The employees have since been enrolled into the City’s defined benefit pension plan at a cost to be added to previous projections. The committee said that potential cost is estimated to be up to $50 million.
“Even if the City alters benefits for new employees, that step may not provide all of the savings required to fund this immediate and fast-growing gap in costs without increasing taxes substantially,” it said.
The City, it reported, might need to consider the proper level of employee contributions or benefits for current employees.
Among the committee’s recommendations:
• A study of best practices among the pension plans in the state.
• A review of the governance policies of the pension plans to improve decision-making and the cost structure, and to reduce “conflicts of interest which jeopardize the quality of fiduciary oversight.”
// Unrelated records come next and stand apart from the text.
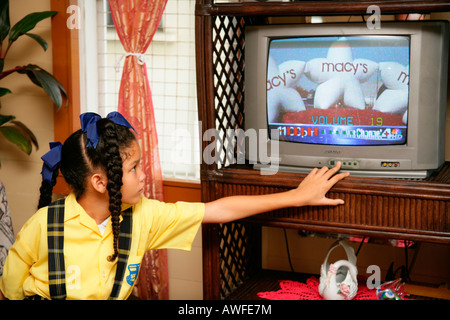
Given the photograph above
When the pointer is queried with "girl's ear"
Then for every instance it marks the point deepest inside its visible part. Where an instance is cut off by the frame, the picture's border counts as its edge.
(99, 182)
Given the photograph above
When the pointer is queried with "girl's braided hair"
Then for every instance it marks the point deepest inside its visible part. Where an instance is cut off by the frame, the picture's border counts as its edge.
(78, 163)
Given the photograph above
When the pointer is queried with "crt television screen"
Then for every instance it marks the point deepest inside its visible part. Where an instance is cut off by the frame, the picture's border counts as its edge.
(330, 90)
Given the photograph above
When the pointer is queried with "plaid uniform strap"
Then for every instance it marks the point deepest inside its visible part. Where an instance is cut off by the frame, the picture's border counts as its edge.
(55, 239)
(124, 251)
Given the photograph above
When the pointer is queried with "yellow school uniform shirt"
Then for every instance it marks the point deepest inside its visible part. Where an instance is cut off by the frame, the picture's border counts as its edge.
(89, 275)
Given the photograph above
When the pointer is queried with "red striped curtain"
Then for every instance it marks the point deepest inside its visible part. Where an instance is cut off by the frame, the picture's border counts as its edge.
(136, 21)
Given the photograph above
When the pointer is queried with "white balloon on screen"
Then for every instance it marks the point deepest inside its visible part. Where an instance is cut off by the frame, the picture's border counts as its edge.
(328, 93)
(392, 101)
(364, 68)
(405, 117)
(353, 94)
(394, 75)
(283, 100)
(339, 76)
(292, 70)
(340, 51)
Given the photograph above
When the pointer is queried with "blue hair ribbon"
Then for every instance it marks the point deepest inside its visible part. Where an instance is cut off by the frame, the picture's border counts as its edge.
(89, 125)
(51, 160)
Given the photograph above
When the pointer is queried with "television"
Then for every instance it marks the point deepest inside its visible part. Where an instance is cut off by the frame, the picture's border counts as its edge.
(374, 99)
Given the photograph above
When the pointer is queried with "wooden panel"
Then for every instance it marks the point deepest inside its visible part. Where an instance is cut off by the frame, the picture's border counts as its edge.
(325, 7)
(66, 70)
(403, 209)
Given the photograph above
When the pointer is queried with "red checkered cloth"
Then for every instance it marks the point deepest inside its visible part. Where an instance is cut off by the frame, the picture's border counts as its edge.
(293, 290)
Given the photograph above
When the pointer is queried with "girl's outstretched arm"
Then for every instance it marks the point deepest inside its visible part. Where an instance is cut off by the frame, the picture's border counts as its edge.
(311, 192)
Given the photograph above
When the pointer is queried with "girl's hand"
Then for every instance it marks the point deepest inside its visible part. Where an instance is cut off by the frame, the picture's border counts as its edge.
(313, 189)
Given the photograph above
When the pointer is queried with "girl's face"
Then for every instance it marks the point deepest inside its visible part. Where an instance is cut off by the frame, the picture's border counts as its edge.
(133, 176)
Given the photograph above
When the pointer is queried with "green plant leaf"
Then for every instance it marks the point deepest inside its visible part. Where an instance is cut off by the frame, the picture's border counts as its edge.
(17, 137)
(28, 23)
(50, 84)
(27, 132)
(4, 91)
(4, 119)
(4, 19)
(38, 39)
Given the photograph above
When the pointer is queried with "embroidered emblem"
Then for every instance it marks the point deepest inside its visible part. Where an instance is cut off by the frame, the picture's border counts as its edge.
(134, 270)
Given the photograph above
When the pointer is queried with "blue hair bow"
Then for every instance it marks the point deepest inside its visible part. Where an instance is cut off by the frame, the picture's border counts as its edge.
(89, 125)
(51, 160)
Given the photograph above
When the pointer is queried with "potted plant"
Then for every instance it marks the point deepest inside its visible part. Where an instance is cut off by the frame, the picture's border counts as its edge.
(15, 131)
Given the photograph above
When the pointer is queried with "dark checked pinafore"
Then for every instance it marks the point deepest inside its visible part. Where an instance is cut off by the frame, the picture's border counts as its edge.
(56, 266)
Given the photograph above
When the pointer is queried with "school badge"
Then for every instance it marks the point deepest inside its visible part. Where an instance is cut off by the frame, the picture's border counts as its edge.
(133, 272)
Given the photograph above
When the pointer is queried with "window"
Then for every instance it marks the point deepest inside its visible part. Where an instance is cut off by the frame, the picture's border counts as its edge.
(170, 61)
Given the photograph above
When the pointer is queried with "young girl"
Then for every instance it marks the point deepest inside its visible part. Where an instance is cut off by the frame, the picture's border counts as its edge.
(106, 225)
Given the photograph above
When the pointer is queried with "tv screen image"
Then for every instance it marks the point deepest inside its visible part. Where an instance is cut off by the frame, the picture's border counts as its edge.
(339, 90)
(374, 99)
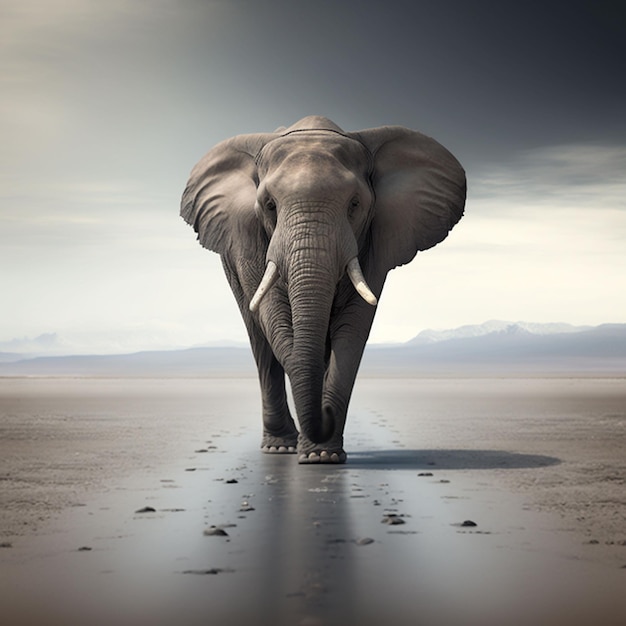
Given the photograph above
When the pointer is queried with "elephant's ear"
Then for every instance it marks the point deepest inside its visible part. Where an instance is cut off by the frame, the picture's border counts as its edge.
(420, 193)
(221, 192)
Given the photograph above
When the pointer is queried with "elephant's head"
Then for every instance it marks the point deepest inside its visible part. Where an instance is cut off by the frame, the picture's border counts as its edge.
(296, 211)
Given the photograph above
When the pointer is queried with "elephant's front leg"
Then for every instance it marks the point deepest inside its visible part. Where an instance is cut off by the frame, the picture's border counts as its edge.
(280, 435)
(349, 332)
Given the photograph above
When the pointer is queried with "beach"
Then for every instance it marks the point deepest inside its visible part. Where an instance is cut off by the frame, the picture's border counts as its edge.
(463, 501)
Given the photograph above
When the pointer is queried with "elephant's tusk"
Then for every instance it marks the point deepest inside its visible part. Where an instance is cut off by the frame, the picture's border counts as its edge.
(269, 278)
(358, 280)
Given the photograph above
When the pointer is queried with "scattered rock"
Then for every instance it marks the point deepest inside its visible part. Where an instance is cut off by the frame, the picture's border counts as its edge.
(207, 572)
(364, 541)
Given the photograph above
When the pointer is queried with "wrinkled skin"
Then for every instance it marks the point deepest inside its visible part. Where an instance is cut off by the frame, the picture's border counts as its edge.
(309, 199)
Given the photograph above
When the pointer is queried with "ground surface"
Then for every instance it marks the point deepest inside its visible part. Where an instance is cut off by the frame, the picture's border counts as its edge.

• Maintain the current review and advisory capacity of the Pension Transition Committee or a similar group of advisers to help provide checks and balances.
• Review options to fund or reduce the pension deficits.
It also said that a defined contribution system could reduce costs to taxpayers and employees as well as “align employee interests and benefits with the private sector, avoid budget crises as a result of the correlation between City revenues and pension deficits and reduce the potential for political influence to create massive budgetary issues related to employee benefits.”
It said that “multiple national resources” estimate that 80-90 percent of employers in the private sector offer only defined contribution plans.
“People are working longer and living longer, so City benefits should reflect this in order to align public sector employee pensions with taxpayer benefits,” it said.
The committee also offered several pages of details regarding “options for consideration” in benefit and funding management, divided into “cost-saving strategies” and “revenue-intensive strategies.”
All transition reports can be found at www.coj.net.
Mayor Alvin Brown and his staff are reviewing reports submitted Aug. 8 by 18 transition policy committees. The committees consisted of 217 people and another 125 subject area experts and staff. More than 110 meetings were held over a month. The Daily Record will summarize one report daily and include the names of the committee co-chairs and members. Today’s summary covers the Pension Transition Committee.